Post Academic


Christine O’Donnell and fudging your resume

Since we were on the topic of politics this week, have you heard about the resume padding scandal involving GOP Delaware Senate candidate Christine O’Donnell, who seems to represent her whole own kind of crazy?  Talking Points Memo has been all over what it’s calling “LinkedIn Gate”, which involves O’Donnell fudging the education line of her resume.  The main issue in question is a line on her resume that she earned a “Certificate in Post Modernism in the New Millennium” at the University of Oxford, which sounds a little sketchy to begin with.  Anyway, O’Donnell’s campaign came up with some kind of lame conspiracy explanation that someone put up a fake LinkedIn account to discredit her, but HuffPo checked with ZoomInfo about identical education info posted there and found out that the bio was verified by O’Donnell.

"Mmmm fudge!" by Brampton cyclist (Creative Commons license)

This opened up a bigger can of worms for O’Donnell, especially when TPM went digging and asked the “Claremont Institute”, also listed on her resume, about her application to see if it included the Oxford certificate.  In turn, TPM learned that the her participation in a one-week program at the “Claremont Institute” was embellished, which, one presumes, includes the vague idea that the conservative think-tank would be connected to the Claremont Colleges, which it isn’t. Now we go further down the rabbit hole of O’Donnell’s imaginary education, since, per Politico, she hadn’t actually received her undergrad diploma from Farleigh Dickinson until this September, even though she has been calling herself a graduate of the school.  Apparently, she had an elective to finish up and owed the school $4000 in tuition — fudging the degree is one thing, but owing tuition money can’t bode well for her Tea Party bona fides, if there is such a thing, can it?

Going back to what started this whole thing off, the Oxford certificate, the line stretches the meaning of “at Oxford” to its extremes, since she earned a certificate from a three-week program called the “Phoenix Institute” that seems to rent space from Oxford and isn’t officially affiliated with Oxford.  O’Donnell’s “Oxford” “tutor”, currently an Oxford Ph.D. candidate and prof somewhere in Nicaragua, apparently raves about her, describing her as “intelligent, engaged, dynamic, good with questions and interested in ideas” and his course as stacking up to “any graduate school at any university.”  All this brings to my mind those “Oxford Round Table” solicitations I’ve received in my inbox before, which set off warning bells by asking for an exorbitant fee before you read the fine print that it’s not connected to Oxford.  Have you gotten those?  It’s kinda like the elitist Ph.D. version of the Phoenix Institute for more advanced scholars to, it seems, buy an Oxford conference paper to put on your CV at a cost of a few thousand bucks.  If I’m right or wrong about this and someone has attended, please comment below.  I just know that if my invite to something at Oxford involves a company in Kentucky, I’m questioning if it’s legit.

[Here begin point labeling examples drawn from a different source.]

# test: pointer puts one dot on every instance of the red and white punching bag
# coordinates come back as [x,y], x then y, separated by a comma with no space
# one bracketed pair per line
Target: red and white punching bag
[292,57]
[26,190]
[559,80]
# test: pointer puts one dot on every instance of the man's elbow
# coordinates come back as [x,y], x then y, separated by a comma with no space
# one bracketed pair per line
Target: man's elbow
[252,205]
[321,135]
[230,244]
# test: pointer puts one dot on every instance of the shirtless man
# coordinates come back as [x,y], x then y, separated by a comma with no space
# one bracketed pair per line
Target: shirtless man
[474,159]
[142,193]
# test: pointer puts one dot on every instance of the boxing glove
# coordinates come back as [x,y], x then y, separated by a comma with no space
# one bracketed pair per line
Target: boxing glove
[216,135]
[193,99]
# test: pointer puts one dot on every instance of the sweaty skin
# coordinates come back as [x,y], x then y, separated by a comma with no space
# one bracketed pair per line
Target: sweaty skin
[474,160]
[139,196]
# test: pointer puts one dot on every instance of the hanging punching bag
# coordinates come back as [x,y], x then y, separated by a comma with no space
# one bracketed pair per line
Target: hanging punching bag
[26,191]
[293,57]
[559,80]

All this begs the question of just why is Oxford letting it’s name be used for all these dubious enterprises, especially when you’d think that Oxford would be protecting its brand and/or too snobby to let just anyone co-opt it, right?  And anyone who’s following the O’Donnell saga has to be wondering when she would’ve had the time to get all these “degrees”, since it seems like she spent much of the late 1990s on Bill Maher’s “Politcally Incorrect” and “MTV News”.